Now California has passed the strictest law in the nation on the use of antibiotics as a management tool in raising livestock to market weight. The use of antibiotics in livestock production has long been a controversial economic and health problem for farmers and consumers.

Animal scientists long ago discovered that routine application of antibiotics to livestock maintained animal health and produced added weight to all animals marketed to the food supply. As producers sought to maximize returns from their investment in livestock, it was inevitable they would begin to treat antibiotics as a relatively low-cost input to produce greater market returns. Colleges of agriculture have graduated thousands who promote antibiotics as sound livestock management, despite consumer concerns.

Regular large-scale application of antibiotics became insurance of greater returns to producers without concern for the health consequences of consumers. The result was so-called "superbugs," or microorganisms nearly resistant to antibiotics.

Consumer groups took note and mobilized to reduce or eliminate antibiotics from the food supply. Farm groups, especially those in favor of the production status quo of large-scale antibiotic management for livestock growth, fought this losing fight for too long.

Farm groups and livestock producers in favor of conventional production science of antibiotic overkill failed to change with a changing market. Reasons for resistance vary. Traditionally, farmers are quick to adapt new technologies that reduce input costs, especially labor. Application of antibiotics was a cheap management practice for a period of time. Farmers in California must now find other management practices more in tune with consumer demand to produce livestock for market.

Farmers fear that their input costs will rise due to the ban on regular use of production antibiotics. This may be true. They fear consumers will turn away from livestock products to other food choices, perhaps high-protein soy products or organic meats. Producers stand to benefit, via higher retail prices, from a change in consumer diets if this should happen.

The food-marketing trend in recent years is that more sophisticated consumers demand more sophisticated food products and more sophisticated food production and marketing. This is a global phenomenon as countries gain wealth, education and sophistication.

Old marketing ideology held that foods had to be produced at the lowest cost possible. This assured a higher standard of living by giving consumers more of their disposable income for other items. Smart food marketers moved away from that thinking in the 1970s and profited handsomely. But some food marketers like livestock producers held to old management science of antibiotic application, consumer be damned.

California's new law bans the regular or long-term use of antibiotics to promote growth in all commercially marketed livestock. Antibiotics may only be used in the event of animal sickness as determined by a veterinarian. During times of known health risks to livestock, application may extend for a longer, though prescribed, period. This policy is considerably more restrictive than federal Food and Drug Administration guidelines, which allow supervised antibiotic application for disease prevention and herd management.

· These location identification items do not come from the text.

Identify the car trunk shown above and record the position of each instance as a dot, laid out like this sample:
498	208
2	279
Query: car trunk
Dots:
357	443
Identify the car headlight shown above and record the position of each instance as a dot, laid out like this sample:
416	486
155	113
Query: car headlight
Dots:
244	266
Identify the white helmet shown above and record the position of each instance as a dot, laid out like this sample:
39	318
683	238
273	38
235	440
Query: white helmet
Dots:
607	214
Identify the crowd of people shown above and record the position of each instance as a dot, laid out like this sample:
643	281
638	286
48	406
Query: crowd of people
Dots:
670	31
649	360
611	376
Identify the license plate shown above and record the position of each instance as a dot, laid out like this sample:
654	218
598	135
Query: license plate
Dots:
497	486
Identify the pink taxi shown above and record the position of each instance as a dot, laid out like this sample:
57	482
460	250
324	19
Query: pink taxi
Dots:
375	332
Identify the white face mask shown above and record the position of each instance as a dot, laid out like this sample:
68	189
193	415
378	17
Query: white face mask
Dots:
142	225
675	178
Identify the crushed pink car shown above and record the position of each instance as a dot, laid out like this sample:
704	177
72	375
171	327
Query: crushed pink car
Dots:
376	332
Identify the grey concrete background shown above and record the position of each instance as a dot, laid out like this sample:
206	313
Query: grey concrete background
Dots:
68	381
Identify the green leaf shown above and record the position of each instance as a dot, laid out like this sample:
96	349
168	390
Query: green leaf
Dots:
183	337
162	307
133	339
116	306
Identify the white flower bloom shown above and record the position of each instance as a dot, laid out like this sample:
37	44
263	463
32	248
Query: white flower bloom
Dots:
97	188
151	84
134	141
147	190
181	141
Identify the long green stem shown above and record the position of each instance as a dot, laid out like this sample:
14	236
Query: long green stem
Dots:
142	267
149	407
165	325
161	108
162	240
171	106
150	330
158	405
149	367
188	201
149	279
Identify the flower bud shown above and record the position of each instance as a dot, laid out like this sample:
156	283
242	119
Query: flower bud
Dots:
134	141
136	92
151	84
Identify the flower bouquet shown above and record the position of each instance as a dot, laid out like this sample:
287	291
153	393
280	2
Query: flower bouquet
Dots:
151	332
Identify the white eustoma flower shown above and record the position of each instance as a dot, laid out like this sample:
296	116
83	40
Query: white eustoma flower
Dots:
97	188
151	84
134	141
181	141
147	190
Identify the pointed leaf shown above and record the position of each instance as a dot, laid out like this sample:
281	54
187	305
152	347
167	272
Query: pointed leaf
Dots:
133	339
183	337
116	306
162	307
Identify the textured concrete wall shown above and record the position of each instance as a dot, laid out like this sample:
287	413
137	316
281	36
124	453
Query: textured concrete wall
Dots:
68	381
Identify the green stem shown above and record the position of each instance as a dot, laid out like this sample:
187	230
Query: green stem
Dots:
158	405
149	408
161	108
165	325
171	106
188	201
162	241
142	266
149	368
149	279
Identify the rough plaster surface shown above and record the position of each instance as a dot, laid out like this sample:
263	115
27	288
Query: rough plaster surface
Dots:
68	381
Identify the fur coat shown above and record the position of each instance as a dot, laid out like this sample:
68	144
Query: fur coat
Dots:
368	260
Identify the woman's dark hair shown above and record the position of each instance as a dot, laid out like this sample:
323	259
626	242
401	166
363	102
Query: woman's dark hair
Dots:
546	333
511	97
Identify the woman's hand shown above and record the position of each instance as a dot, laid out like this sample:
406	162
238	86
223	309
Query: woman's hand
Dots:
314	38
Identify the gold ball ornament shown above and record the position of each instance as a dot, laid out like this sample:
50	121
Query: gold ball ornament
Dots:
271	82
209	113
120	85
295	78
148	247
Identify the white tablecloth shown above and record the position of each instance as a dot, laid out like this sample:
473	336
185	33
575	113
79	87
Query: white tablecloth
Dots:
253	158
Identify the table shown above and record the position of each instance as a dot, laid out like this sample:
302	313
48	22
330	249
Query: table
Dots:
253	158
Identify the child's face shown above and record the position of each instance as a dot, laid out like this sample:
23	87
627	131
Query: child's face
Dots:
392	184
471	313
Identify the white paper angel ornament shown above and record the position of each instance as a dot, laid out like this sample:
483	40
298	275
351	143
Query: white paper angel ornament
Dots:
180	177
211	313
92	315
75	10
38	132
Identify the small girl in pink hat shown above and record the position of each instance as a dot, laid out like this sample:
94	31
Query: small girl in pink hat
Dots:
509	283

The California standard in livestock production comes as food retailers and some livestock marketers are moving toward antibiotic-free products. This is a healthy marketing move for producers and consumers taking place largely independent of the Department of Agriculture and other traditionally important federal food marketing bodies.

Consumers and marketers have an interest in a safe food supply. Better control of antibiotic application to livestock gives consumers more confidence in their food supply. In the absence of a national policy to control antibiotics in the food supply, other states should follow California's leadership.

Patterson is a longtime Washington diplomat and a Bay Area contributor.